Томас мог бы сказать в ответ на этот вопрос многое, в том числе и то, что он уже говорил другим, в основном обманные движения и уловки, направленные на то, чтобы досадить обороне. Но сейчас он устал, к тому же думал, что, скорее всего, больше никогда не увидит этого ирландского священника.
— Эд разбил мой брак, — сказал Найт.
Глава 10
Томас сидел в приемной сенатора Захария Девлина на Саут-Дедборн-стрит и рассматривал свои руки. Это помещение с безукоризненно чистыми коврами, дорогой мебелью и официальными фотографиями в рамках, изображающими Девлина, самоуверенного и величественного, внушало ему благоговейный страх. В прошлом Томас обрадовался бы возможности встретиться с кем-либо из окружения сенатора-республиканца и отправился бы на прием, уверенный в себе и агрессивный, выстроив в голове свои излюбленные темы, словно парашютистов, готовых совершить прыжок.
«Мне хочется спросить у вас, господин сенатор, как вы можете поддерживать такую — я употребляю только самый мягкий эпитет! — бредовую политику…»
Однако подобное осталось в прошлом. Сегодня об этом определенно не могло быть и речи. Теперь Томас нервничал, чувствовал себя неуютно. За последние десять минут ему по крайней мере один раз неудержимо хотелось встать и спуститься на лифте с головокружительной высоты тридцать девятого этажа на холодные шумные улицы Чикаго.

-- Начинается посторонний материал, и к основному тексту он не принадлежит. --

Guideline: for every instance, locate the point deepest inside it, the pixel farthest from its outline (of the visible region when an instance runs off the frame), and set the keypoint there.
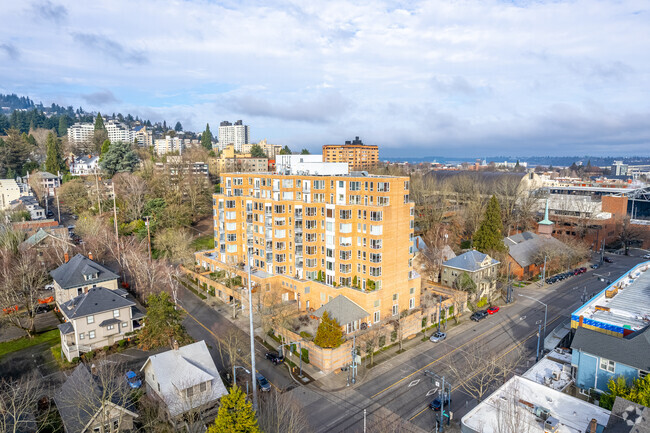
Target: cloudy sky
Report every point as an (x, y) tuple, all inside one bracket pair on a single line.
[(450, 78)]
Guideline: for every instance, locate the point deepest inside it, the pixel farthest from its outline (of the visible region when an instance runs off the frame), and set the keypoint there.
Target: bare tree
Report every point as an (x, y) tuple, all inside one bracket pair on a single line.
[(19, 404)]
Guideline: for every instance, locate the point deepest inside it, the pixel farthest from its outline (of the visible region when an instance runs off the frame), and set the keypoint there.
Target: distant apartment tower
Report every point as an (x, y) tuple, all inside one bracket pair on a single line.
[(358, 155), (81, 133), (236, 134)]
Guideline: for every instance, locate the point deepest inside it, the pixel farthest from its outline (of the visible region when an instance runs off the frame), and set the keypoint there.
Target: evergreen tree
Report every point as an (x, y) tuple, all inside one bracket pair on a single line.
[(257, 152), (488, 237), (54, 160), (236, 414), (99, 122), (206, 137), (120, 157), (163, 324), (329, 332)]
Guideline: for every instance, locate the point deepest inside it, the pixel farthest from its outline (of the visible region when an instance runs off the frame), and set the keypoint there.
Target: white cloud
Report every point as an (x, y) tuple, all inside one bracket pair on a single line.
[(435, 76)]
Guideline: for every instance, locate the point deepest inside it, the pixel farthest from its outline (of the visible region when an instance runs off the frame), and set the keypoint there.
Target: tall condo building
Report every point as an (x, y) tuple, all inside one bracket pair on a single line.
[(358, 155), (317, 237), (236, 134)]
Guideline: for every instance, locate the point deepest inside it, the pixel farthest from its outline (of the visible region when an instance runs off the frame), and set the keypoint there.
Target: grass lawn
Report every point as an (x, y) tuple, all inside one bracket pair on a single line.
[(203, 243), (52, 337)]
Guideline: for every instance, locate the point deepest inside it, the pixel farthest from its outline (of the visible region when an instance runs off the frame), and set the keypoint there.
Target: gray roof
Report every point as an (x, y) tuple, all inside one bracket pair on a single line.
[(96, 300), (71, 274), (632, 350), (66, 328), (524, 246), (469, 261), (79, 399), (628, 417), (343, 310)]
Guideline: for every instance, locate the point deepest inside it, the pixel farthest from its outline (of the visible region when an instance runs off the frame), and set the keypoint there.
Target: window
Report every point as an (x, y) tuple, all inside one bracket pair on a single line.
[(607, 365)]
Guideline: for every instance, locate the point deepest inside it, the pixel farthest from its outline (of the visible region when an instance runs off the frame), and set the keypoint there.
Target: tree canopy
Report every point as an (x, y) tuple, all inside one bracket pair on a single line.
[(488, 237), (119, 157), (163, 324), (236, 414), (329, 332), (257, 152)]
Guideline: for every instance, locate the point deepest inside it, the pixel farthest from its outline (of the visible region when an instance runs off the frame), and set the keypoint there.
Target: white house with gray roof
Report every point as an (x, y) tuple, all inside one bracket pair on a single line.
[(97, 318), (80, 274), (184, 378), (480, 267)]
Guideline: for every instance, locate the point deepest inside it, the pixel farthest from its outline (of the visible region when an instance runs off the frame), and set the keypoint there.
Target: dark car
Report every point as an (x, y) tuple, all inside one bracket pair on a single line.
[(437, 402), (263, 383), (274, 357), (479, 315)]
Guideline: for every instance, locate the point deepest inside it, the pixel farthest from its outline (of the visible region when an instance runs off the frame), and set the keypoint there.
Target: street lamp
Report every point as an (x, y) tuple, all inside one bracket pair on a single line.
[(545, 309)]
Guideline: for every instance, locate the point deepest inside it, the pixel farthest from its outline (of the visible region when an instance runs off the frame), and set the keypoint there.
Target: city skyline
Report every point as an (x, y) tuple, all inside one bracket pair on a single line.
[(415, 78)]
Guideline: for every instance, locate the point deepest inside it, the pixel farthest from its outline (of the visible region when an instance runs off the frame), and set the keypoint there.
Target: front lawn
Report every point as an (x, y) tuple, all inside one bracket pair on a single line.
[(51, 337)]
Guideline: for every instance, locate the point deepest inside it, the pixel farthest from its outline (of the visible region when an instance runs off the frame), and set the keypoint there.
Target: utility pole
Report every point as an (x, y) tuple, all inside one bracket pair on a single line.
[(252, 330), (148, 235)]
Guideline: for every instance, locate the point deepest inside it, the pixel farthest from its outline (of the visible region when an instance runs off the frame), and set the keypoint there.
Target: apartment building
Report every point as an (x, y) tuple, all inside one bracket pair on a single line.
[(236, 134), (81, 133), (358, 155), (316, 237)]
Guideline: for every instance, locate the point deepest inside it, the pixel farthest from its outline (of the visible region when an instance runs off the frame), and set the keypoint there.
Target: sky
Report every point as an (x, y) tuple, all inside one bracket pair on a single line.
[(449, 78)]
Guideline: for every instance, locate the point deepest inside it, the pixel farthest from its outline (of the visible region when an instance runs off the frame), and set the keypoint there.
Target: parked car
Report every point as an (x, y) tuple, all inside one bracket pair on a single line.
[(133, 380), (437, 403), (478, 315), (274, 357), (263, 383), (438, 336)]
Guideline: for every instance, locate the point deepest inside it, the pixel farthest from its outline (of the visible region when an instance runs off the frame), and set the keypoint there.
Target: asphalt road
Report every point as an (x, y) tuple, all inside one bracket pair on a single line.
[(399, 389)]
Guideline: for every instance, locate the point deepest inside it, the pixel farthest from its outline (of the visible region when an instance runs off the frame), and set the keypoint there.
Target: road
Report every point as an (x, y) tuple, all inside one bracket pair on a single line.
[(399, 390)]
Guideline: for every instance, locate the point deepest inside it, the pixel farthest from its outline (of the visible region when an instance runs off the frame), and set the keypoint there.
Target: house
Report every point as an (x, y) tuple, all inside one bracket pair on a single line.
[(598, 357), (96, 318), (523, 405), (84, 165), (184, 378), (88, 404), (481, 268), (524, 251), (78, 275), (347, 313)]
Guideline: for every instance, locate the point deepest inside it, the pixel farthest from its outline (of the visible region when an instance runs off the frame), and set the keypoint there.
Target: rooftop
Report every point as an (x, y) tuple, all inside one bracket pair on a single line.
[(622, 307), (518, 399)]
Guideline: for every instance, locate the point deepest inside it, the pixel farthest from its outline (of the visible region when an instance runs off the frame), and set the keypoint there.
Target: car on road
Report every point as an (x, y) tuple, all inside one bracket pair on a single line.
[(132, 380), (274, 357), (437, 402), (263, 383), (438, 336), (478, 315)]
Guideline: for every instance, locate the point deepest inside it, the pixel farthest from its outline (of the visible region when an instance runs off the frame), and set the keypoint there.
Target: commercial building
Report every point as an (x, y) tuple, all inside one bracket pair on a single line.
[(316, 237), (236, 134), (357, 155)]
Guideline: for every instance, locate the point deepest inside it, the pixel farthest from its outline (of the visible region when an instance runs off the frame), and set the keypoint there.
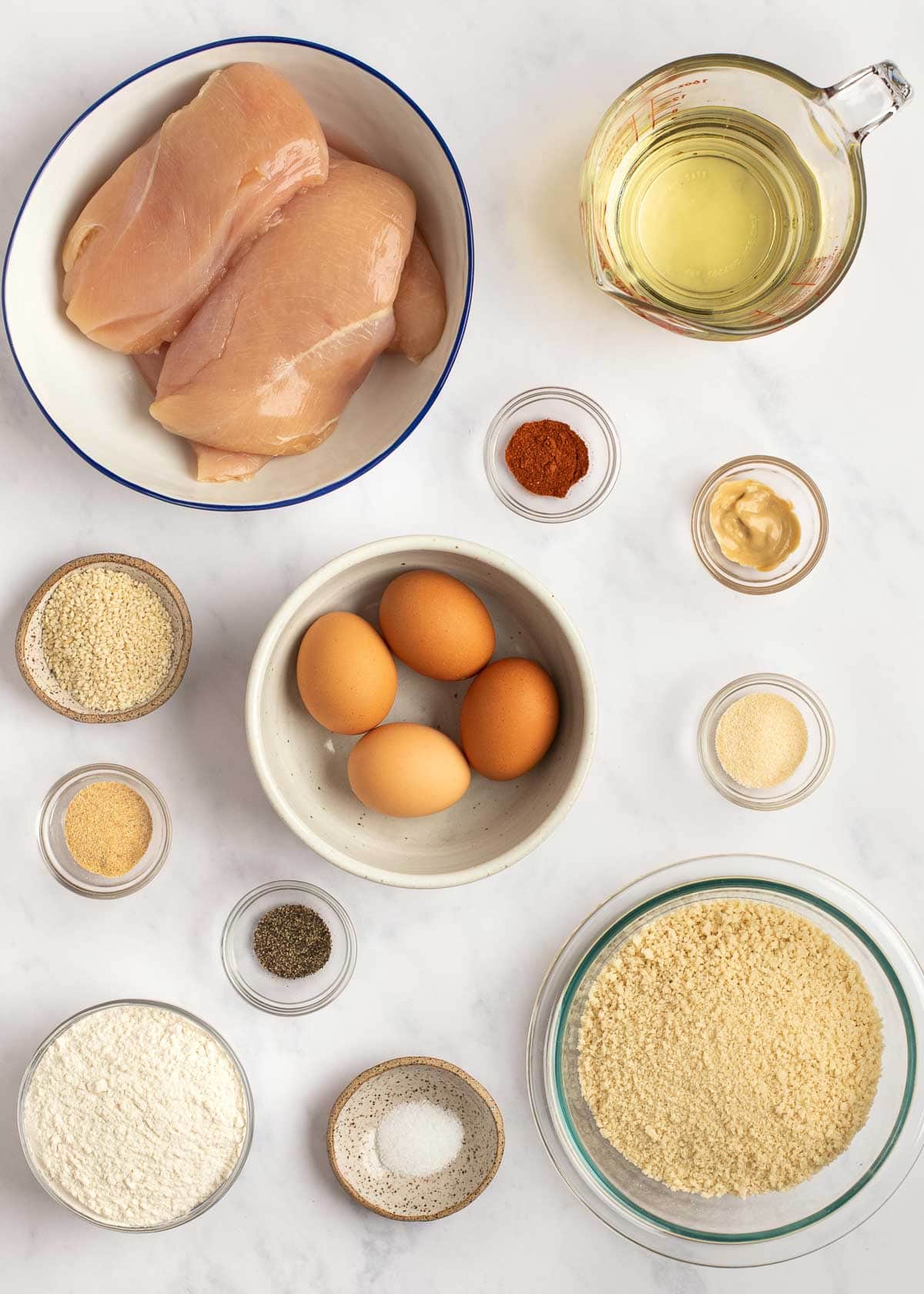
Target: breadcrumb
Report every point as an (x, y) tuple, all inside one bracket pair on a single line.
[(732, 1047)]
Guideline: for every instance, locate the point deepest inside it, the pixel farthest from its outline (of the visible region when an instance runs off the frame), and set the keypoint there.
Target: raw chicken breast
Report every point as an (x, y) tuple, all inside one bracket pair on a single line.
[(226, 464), (270, 361), (158, 234), (211, 464), (420, 306)]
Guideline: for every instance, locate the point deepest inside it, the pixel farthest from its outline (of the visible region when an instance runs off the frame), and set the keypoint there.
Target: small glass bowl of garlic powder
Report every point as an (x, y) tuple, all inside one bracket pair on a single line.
[(765, 742)]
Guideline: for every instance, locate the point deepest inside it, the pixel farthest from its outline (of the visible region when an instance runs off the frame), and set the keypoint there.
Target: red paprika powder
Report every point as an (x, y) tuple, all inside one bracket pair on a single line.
[(547, 457)]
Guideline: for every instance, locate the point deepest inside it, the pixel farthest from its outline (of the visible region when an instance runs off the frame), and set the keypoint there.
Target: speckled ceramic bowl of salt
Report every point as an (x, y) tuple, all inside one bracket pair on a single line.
[(374, 1094)]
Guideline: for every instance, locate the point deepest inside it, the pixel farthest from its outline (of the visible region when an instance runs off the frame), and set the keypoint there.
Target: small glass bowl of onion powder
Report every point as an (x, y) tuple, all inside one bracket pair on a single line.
[(765, 742), (289, 947), (104, 831)]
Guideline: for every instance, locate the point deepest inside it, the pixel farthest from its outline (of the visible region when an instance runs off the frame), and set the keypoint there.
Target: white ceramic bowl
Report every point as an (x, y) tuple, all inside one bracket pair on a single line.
[(96, 399), (303, 766)]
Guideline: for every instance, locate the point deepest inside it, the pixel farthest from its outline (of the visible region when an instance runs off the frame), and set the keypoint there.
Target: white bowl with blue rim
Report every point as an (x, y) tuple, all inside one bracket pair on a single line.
[(96, 399)]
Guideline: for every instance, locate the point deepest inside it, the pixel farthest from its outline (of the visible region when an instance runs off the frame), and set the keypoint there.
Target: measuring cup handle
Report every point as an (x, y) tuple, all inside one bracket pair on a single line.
[(870, 97)]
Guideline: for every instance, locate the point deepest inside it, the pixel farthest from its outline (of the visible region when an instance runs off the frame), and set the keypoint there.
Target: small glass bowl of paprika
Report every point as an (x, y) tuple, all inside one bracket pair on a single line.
[(551, 454)]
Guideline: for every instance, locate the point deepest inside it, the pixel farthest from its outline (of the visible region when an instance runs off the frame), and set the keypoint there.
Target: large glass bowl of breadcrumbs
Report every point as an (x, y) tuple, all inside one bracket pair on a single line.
[(724, 1060)]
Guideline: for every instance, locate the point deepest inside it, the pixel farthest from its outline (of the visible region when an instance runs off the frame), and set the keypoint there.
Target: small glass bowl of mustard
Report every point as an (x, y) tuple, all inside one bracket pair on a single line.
[(788, 483)]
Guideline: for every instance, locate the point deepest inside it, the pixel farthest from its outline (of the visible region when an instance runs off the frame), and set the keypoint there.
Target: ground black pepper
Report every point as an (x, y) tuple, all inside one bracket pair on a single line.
[(291, 941)]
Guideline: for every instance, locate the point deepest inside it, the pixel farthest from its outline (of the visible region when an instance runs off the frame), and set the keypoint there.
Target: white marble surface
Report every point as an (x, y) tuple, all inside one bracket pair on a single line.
[(517, 89)]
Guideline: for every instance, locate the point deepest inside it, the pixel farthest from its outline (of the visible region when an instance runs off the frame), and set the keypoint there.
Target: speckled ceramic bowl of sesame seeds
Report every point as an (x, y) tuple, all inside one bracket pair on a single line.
[(42, 679), (374, 1094)]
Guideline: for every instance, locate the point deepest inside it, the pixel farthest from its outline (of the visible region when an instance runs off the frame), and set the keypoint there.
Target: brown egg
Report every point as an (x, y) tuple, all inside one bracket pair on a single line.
[(437, 625), (509, 719), (408, 770), (346, 675)]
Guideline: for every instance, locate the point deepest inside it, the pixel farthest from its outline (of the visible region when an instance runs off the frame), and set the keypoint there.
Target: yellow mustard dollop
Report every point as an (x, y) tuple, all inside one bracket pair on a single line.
[(752, 525)]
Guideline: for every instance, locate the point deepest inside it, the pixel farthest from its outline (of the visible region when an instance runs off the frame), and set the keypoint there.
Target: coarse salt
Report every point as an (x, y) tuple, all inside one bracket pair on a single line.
[(418, 1139)]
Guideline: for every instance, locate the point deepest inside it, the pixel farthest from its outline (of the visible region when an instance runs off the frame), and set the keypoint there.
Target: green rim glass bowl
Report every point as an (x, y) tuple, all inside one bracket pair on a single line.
[(730, 1231), (303, 768), (70, 1204)]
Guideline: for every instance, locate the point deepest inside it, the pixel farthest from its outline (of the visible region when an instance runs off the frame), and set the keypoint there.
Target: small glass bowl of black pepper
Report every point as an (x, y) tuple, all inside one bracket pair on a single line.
[(300, 930), (584, 417)]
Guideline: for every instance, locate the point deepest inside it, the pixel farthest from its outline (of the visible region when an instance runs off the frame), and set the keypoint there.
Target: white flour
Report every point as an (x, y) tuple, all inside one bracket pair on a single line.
[(136, 1115)]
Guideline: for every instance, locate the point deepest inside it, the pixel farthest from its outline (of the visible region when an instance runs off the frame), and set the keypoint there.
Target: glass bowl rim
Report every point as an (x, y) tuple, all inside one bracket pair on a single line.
[(567, 395), (222, 1189), (783, 683), (656, 887), (91, 890), (304, 1006), (701, 510)]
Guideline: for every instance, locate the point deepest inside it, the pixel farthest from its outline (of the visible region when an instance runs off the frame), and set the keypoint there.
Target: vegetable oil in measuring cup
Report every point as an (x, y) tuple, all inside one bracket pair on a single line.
[(712, 213)]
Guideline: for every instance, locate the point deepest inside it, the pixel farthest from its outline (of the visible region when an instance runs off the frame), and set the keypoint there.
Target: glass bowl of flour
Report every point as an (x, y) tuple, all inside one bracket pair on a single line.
[(136, 1116)]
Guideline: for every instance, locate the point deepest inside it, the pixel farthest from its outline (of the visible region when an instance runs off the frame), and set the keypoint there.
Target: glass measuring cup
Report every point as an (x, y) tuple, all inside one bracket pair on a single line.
[(773, 258)]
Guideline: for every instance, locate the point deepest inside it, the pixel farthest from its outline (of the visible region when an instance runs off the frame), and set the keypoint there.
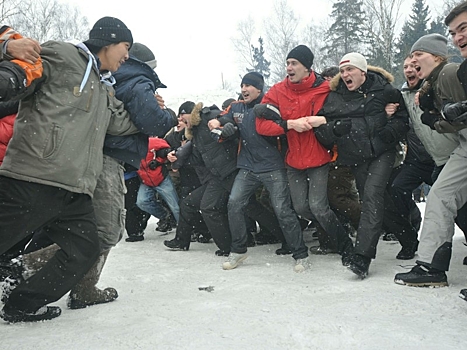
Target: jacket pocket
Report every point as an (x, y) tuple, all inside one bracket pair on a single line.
[(53, 141)]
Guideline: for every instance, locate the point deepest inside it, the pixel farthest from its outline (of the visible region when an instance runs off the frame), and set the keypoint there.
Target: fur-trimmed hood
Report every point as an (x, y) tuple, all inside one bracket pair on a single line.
[(195, 119), (334, 83)]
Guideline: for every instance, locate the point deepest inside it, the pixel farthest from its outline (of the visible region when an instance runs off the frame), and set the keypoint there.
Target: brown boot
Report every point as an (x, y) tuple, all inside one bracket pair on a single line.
[(85, 293)]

Позвонив в приемную сенатора, Томас ожидал, что его начнут отфутболивать, как это было, когда он говорил с Манилой, в лучшем случае дадут почтовый адрес для письменных обращений и номер телефона какого-нибудь мелкого лакея в Вашингтоне. Однако его попросили подождать, после чего предложили изложить свое дело секретарше. Затем он снова подождал, на этот раз дольше. Когда Томас уже был готов отказаться от своей авантюры и положить трубку, секретарша вернулась на связь и пригласила его сегодня прийти на прием в офис в центре города. В ее голосе прозвучало некоторое удивление, даже уважение. Томас положил трубку, испытывая нечто сродни восторгу, однако по мере того, как текли часы, это чувство угасало, и сейчас, находясь в приемной, он был близок к панике.
Секретарша, молоденькая белокурая девушка с яркой, задорной улыбкой, ответила на звонок, дважды сказала «да», один раз «конечно», после чего положила трубку, посмотрела на Томаса и заявила:
— Мистер Хейес сейчас вас примет.
— Мистер Хейес? — повторил Томас, медленно поднимаясь на ноги.
Это был не столько вопрос, сколько возможность взять себя в руки.
— Личный секретарь сенатора и глава аппарата, — объяснила девушка, указывая на обшитую деревом дверь.
— Хорошо, — пробормотал опешивший Томас. — Спасибо.
Род Хейес оказался приблизительно одних с ним лет, хотя его коротко остриженные волосы уже посеребрила на висках седина. Он был в очках в черной роговой оправе, призванных придавать солидности, однако на самом деле казалось, что Хейесу их одолжили, чтобы хоть как-то уравновесить пышущий здоровьем атлетизм. У него были широкие плечи и мускулистая грудь. Сшитый на заказ темный костюм нисколько не скрывал подтянутое, накаченное тело. Глаза, смотревшие на Томаса, были серые, умные, но в них чувствовалась сдержанность. Это было понятно. Если МВБ считало Томаса диссидентом самого мелкого пошиба, то Хейесу, скорее всего, было известно, что посетитель находится в стане его политических врагов.